Um herói civilizador, que nem o Kukulkán maia, a Serpente emplumada ou a Estrela d’alva, a quem os astecas chamavam de Quetzalcoatl: era essa a opinião de Eduardo sobre seu amigo Aguinaldo. Os dois se conheceram nos longínquos anos 1970, quando Eduardo começou a namorar uma grande amiga do Kukulkán paulistano. (Eduardo casou com a moça e descasou, mas isso é outra história)

O que deu à Estrela d’Alva da paulicéia sua dimensão de desbravador cultural foi um episódio, atribuído a ele, que conquistou multidões urbi et orbi. Diz o relato que Aguinaldo, por volta dos quatorze anos, estava em casa de um amigo, quando a mãe dele perguntou, solícita.
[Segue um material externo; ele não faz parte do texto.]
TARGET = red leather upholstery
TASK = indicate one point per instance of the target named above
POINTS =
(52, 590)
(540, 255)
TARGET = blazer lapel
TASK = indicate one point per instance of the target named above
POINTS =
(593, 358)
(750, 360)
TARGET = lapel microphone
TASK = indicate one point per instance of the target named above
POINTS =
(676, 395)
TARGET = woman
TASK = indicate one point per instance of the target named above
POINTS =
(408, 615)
– Aguinaldinho, meu filho, você vai jantar conosco, não vai? Gosta de fígado com jiló? (Ou outra coisa incomível, a critério do leitor.)

Aguinaldo respondeu, todo cortesia:

– Gosto. Mas não a ponto de comer.

Esse diálogo ficou famoso entre os amigos de Eduardo, que o utilizaram a torto e a direita, na maior parte das vezes com conotações libidinosas. E mais, atribuíram a pérola de resposta a Eduardo, por mais que o atleta o desmentisse, fiel ao preceito bíblico de dar a César o que é de César, dar a Deus o que é de Deus, dar a Aguinaldo o que é de Aguinaldo.
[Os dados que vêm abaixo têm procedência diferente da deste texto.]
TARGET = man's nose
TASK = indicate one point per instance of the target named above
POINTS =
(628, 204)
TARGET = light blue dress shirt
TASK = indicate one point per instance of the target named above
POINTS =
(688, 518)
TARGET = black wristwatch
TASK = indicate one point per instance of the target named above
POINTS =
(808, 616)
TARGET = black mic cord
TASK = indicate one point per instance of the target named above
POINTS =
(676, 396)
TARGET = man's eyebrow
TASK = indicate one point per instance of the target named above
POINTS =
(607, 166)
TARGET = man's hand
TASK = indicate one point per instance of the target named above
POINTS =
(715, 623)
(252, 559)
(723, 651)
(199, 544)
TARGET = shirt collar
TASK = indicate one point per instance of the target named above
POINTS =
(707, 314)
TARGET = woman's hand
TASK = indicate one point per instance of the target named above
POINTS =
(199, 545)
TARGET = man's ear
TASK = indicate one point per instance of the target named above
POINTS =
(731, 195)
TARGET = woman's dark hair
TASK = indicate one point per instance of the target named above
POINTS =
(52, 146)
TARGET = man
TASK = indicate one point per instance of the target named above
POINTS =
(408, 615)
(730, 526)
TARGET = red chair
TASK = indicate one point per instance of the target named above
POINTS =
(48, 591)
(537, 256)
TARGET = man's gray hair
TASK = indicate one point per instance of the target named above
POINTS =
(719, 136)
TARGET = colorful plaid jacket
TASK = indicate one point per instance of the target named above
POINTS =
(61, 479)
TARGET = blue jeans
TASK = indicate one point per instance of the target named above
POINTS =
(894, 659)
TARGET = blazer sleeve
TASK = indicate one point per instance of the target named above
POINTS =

Os dois passavam horas jogando xadrez e trocando farpas, com o humor ferino que era a marca registrada de ambos. Curtiam, em especial, a brincadeira de calhorda, tirada, creio, de uma tirinha de O Pasquim (a memória deste escriba é uma lama). Consistia em afirmar o óbvio e emendar, no final, um “né, calhorda?”. Tipo assim:

– Lendo este texto, né calhorda?

– Sim.

– Concordando comigo, né calhorda?

E por aí seguia, até que um dos dois, cansado da brincadeira, dissesse:

– Calhorda é você!

E então vinha il gran finale:

– Me chamando de calhorda, né calhorda?

Ambos riam dessa bobagem. Era uma delícia ser bobo e jovem, nos anos 1970.

Só que, como ensinou Cazuza, o tempo não para, Aguinaldo e Eduardo seguiram trajetórias diferentes, nunca mais se viram. Foram se reencontrar mais de 40 anos depois, no aniversário da ex-esposa de Eduardo, que permanecera amiga dele.

Os dois veínhos se olharam. Aguinaldo foi o primeiro a falar, visivelmente emocionado:

– Oi Eduardo, a quanto tempo! Que saudade, amigo!

A bola ficou viva na área, Eduardo encheu o pé. Gostava de Aguinaldo, mas não a ponto de deixar passar uma oportunidade daquelas. E fuzilou:

– Ficou emocionado, né calhorda? Me cumprimentando, né calhorda? Vendo que os anos passaram, né calhorda? Sentindo saudade, né calhorda? Me chamando de amigo, né calhorda?

E se afastou, vitorioso, enquanto o amigo tentava recuperar as regras de um jogo, desbotadas pelo tempo.